Las acusaciones contra los imputados provienen de los testimonios de muchas jóvenes que fueron víctimas de esas mafias. Si no hay pruebas, como dice el tribunal, y el caso llegó a esta instancia, es porque fallaron la Secretaría de Seguridad, la Policía, el Ministerio Público y los jueces intervinientes.
Los jueces piensan que se trata de un crimen mafioso. Si hay mafias es porque el Estado no las combate. La imagen del gobernador José Alperovich departiendo sonriente con uno de los acusados por Susana Trimarco ayuda a entender por qué naufragó el juicio.
No son los tres jueces, sino el Estado el que ha fracasado en la obligación de encontrar a Marita Verón, explicar qué ha sido de ella y condenar a los criminales.
La trata de personas, el narcotráfico y el tráfico de armas siguen siendo los grandes negocios ilegales en el mundo.
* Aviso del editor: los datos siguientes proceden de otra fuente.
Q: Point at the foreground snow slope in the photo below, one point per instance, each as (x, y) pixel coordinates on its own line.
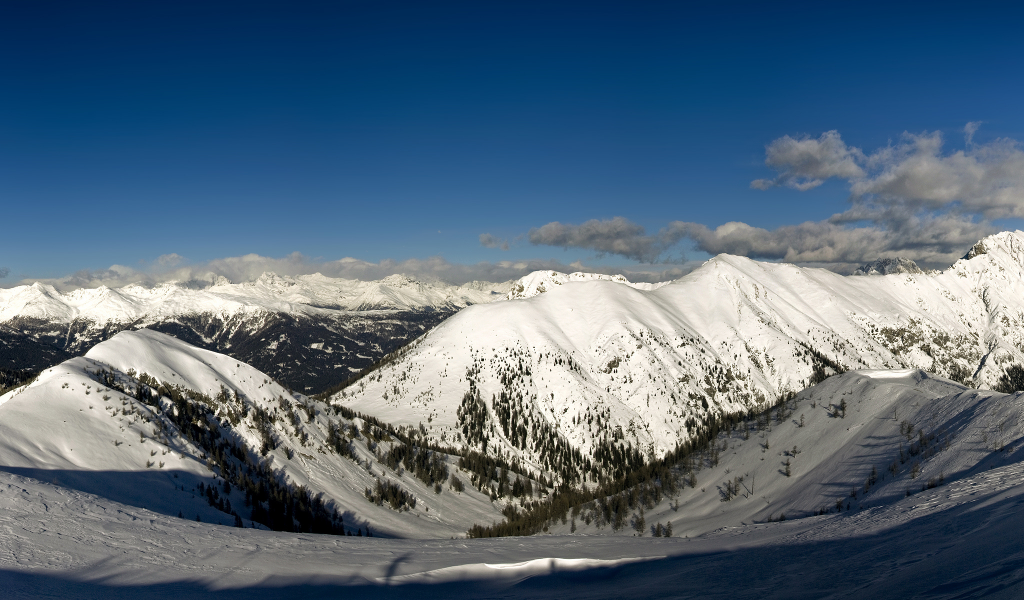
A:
(597, 361)
(75, 427)
(900, 433)
(956, 541)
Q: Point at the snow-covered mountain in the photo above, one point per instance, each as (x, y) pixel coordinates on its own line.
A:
(309, 332)
(590, 366)
(889, 266)
(146, 420)
(893, 484)
(541, 282)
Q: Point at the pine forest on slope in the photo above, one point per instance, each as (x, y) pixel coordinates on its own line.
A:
(595, 376)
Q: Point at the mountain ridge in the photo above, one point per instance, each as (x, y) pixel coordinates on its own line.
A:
(596, 363)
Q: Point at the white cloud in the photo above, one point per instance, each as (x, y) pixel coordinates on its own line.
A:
(251, 266)
(804, 164)
(488, 241)
(617, 236)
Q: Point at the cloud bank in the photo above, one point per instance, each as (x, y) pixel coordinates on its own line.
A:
(908, 199)
(488, 241)
(247, 268)
(617, 236)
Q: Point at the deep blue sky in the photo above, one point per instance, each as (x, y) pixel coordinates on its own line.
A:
(404, 130)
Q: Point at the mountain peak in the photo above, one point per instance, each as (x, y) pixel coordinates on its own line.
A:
(888, 266)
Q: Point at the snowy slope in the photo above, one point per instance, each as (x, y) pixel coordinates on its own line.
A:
(73, 426)
(597, 360)
(956, 541)
(304, 294)
(903, 432)
(541, 282)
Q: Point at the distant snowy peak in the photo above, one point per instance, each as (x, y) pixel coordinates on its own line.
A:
(538, 283)
(305, 294)
(889, 266)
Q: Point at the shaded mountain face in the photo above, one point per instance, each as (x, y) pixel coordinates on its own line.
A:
(597, 373)
(889, 266)
(308, 333)
(147, 420)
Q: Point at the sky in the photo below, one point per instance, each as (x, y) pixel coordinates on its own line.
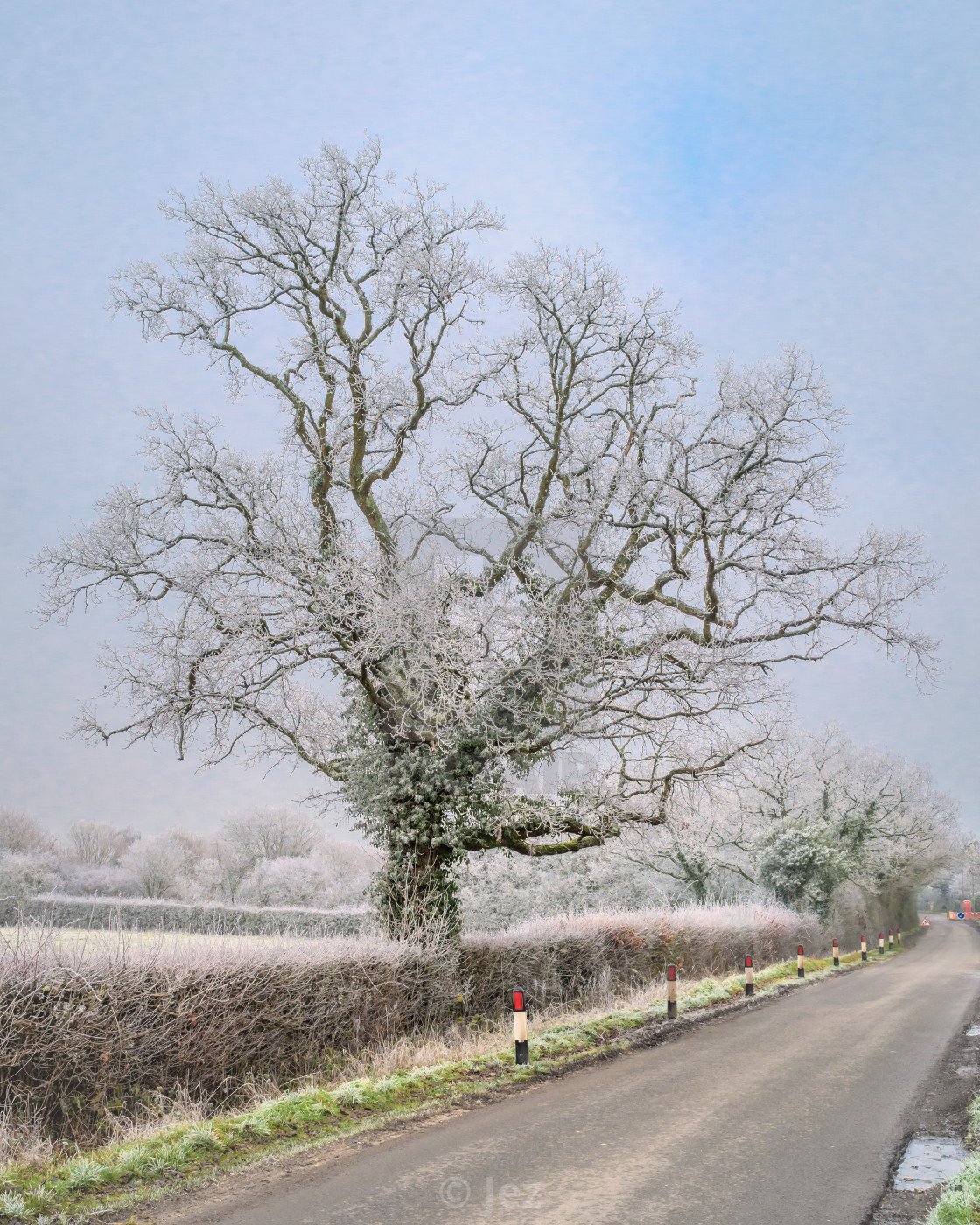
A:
(795, 173)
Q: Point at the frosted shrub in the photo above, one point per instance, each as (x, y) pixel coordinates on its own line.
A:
(104, 882)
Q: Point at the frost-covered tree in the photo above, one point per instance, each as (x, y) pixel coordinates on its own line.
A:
(830, 811)
(505, 521)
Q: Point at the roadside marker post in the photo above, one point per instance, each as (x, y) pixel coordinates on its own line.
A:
(521, 1050)
(671, 991)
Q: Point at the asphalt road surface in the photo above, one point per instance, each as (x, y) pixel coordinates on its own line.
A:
(788, 1114)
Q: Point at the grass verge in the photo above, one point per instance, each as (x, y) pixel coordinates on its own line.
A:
(183, 1155)
(959, 1203)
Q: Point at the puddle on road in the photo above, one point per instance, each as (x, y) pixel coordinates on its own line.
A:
(928, 1160)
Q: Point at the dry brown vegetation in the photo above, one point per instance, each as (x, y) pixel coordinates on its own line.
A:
(101, 1026)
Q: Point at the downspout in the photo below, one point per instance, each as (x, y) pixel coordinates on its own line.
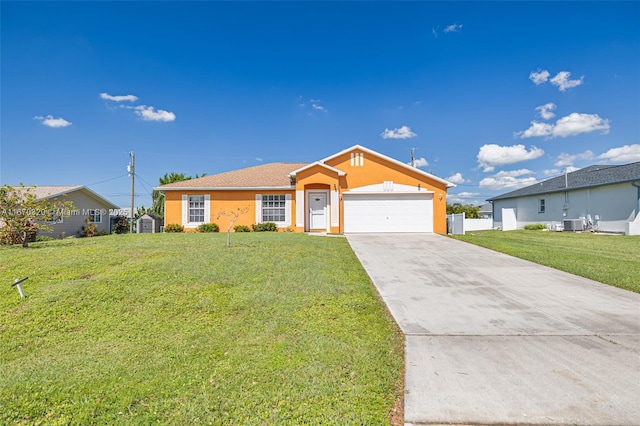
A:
(637, 185)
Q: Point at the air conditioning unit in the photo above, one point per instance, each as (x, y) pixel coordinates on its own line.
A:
(573, 225)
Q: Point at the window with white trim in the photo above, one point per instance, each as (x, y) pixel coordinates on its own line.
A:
(541, 205)
(196, 208)
(274, 208)
(95, 216)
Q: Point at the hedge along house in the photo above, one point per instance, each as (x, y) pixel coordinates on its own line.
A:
(605, 197)
(355, 190)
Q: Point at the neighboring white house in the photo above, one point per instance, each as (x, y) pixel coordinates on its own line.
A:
(606, 198)
(88, 205)
(486, 211)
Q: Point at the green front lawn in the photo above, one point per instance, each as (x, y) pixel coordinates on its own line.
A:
(610, 259)
(177, 329)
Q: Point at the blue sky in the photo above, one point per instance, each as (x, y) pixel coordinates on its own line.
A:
(492, 95)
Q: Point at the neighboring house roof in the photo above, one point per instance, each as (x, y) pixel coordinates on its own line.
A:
(486, 208)
(275, 175)
(59, 190)
(272, 175)
(584, 178)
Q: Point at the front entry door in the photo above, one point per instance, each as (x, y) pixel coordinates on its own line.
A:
(317, 210)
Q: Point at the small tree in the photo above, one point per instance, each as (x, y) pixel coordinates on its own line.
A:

Existen y prosperan porque encuentran la complicidad de autoridades, dirigentes políticos, legisladores y jueces que actúan con venalidad, ya sea porque aceptan coimas o porque son débiles frente a la extorsión.
El Estado, y no la madre de la víctima, es el responsable de proteger a la gente e investigar los crímenes. La demora de un año y medio que se tomó la Cámara de Diputados para abordar la ley de trata de personas es una muestra categórica de la vulnerabilidad y la fragilidad de ese Estado frente a las mafias.